How much more can you handle?

If you write about your local music scene for long enough the same things tend to crop up again and again.
After all, even though it is the Kiwi habit, not all bands split up after recording their first album. Some of them just keep going. I remember an editor I worked with at a completely different paper around fifteen years ago telling me: 'No more Hard To Handle stories – I've heard enough about those guys.”
And, in all honesty, I felt much the same. Little did I think that I'd still be writing about them well into this new millennium.
I guess it would be like writing for a paper in a small town where, say, the Rolling Stones came from. For the first couple of years it would be fun to record their adventures. After a decade you'd be lost for a new angle unless Mick Jagger got naked and set fire to his lips on stage. After the first thirty years you're praying that someone has another relapse (you've only written the 'Stone Goes To Rehab” article a dozen or so times) and wondering if a touch of rheumatism in Charlie Watt's left leg constitutes a new story.

Hard to handle

But Hard To Handle do have a new album out. Well pretty much. It's the live album they recorded last year and is – as far as I can tell – probably in shops. It is, if you like good solid pub blues rock playing with intensity and excitement, really damn good. And they're launching it at a gig at The Colosseum next Friday (December 5).
And, let me say, I'm actually pretty happy to be writing about it. After all, it hasn't been the most productive year for local albums. It has, instead, been rather quiet. I just got hold of a copy of the new debut album from local metal-heads Metal Tower (which is anything but quiet), which we'll review very soon, but other than Kokomo's In The Well CD and left-field offerings from Dave Roy and the Tangible Titans there's been a bit of a drought in the Bay.
So bit of nostalgia isn't a bad thing.
And that's what it is I guess. When Hard To Handle recorded their live album, a year and a half ago now, it was a wild night down at The Colosseum. The place was packed, mainly with people who remembered the band from their few years together in the late eighties. To hear them still sounding so fresh and good was a buzz that most who heard them won't forget in a hurry.
Brilleaux also played that night and recorded their live album at the same show, which is kinda remarkable – two live albums from one concert.
But whereas Brilleaux released their CD in record time – a staggering five days from the night it was recorded – Hard To Handle moved at the usual Hard To Handle pace and, eighteen months after that reunion gig, they are finally ready for another reunion.
And things promise to be much the same as they were back in March 2007. Once again Brilleaux will be playing and, once again, the night will feature a roster of special guests, including Grant Haua's new band Moss, various members of Kokomo and the esteemed Ritchie Picket jamming the night away.

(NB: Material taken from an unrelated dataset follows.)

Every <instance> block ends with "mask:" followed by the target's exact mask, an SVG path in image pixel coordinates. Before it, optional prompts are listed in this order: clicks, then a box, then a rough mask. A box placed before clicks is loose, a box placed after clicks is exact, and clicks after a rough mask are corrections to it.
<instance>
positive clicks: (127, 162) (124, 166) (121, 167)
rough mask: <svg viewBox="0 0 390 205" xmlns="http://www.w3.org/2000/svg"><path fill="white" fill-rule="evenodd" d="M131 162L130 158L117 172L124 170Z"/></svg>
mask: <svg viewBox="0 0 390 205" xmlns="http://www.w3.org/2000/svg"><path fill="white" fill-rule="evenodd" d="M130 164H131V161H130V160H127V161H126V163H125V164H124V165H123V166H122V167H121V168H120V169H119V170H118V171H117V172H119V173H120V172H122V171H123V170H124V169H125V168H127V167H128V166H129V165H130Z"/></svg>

Tickets, so word has it, are selling fast from Mayers Music (at the Mount), The Colosseum, and Bay City Music. They cost $20. The live album will, naturally, be available for sale on the night.

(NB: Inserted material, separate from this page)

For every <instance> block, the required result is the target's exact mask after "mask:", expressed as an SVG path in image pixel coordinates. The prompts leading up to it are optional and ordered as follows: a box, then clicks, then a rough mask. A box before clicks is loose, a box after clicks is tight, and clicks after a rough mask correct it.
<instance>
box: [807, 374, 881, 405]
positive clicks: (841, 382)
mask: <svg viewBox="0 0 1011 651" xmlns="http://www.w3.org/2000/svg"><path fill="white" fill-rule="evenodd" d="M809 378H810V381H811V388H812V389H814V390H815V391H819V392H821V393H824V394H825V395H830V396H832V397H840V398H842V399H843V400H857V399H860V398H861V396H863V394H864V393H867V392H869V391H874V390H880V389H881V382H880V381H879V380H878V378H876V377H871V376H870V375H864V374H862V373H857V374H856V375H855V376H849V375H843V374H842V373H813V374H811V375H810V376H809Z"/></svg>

Moving right along, I wanted to give you a heads up about another blues rock release next week. Auckland's Darcy Perry Band have been hard at it in Montage Studios over the past few months and the result is their new CD Phoenix. This marks some what of a departure from Heavy Rain and previous albums as four band members are now writing and sharing lead vocal duties.
I'll be having a more in-depth look at it in the next couple of weeks but, in the meantime, the band are celebrating its launch by offering it as a free download on amplifier.co.nz. It's yours for gratis from December 1 for two weeks.